Monday, June 23, 2014

Writing 101: Heroes and Anti-Heroes

Many stories are basic at the core: hero vs. villain, good vs. evil. But life isn't always so black and books can't be, either. Not all main characters are heroic. Some, in fact, are just the opposite.

Bette Davis Eyes

In literature, heroes are good guys. They are honest, or noble, unselfish maybe, and caring of others. They're designed to be lovable.

Not so with the anti-hero. This character is barely likable. They make bad decisions and wrong choices. They lack admirable qualities and maybe even do really dumb things. 

The big trick is getting readers to enjoy their exploits anyway. But in a lot of ways, it's easier for readers to identify with anti-heroes. They make mistakes and do dumb things, just like the rest of us.
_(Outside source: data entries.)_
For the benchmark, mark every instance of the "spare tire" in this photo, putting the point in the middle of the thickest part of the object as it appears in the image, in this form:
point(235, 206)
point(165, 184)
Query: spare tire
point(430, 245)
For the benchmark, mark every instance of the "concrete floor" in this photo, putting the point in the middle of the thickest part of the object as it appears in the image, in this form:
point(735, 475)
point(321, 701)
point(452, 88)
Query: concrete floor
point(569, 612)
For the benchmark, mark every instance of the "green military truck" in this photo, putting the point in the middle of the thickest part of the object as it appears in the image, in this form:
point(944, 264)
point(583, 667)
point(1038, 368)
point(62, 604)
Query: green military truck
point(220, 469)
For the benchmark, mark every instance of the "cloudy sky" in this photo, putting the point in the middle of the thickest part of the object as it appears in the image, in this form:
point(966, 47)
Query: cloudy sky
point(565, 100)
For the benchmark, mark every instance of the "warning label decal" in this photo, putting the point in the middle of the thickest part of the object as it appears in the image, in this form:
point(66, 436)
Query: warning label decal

Heroes, on the other hand, do the right thing. They don't always walk the path of least resistance. They make hard choices and save the day.

And that can get annoying. This is why authors caution other authors to give their characters flaws. It's easy to like and admire heroes, but not necessarily easy to relate to them.

The best characters are complicated. They have some heroic traits, but sometimes they do the stuff you find in anti-heroes.  Blend both character types together to create a main character who is complicated, relatable, likable and entertaining. Do that, and you've got a great book.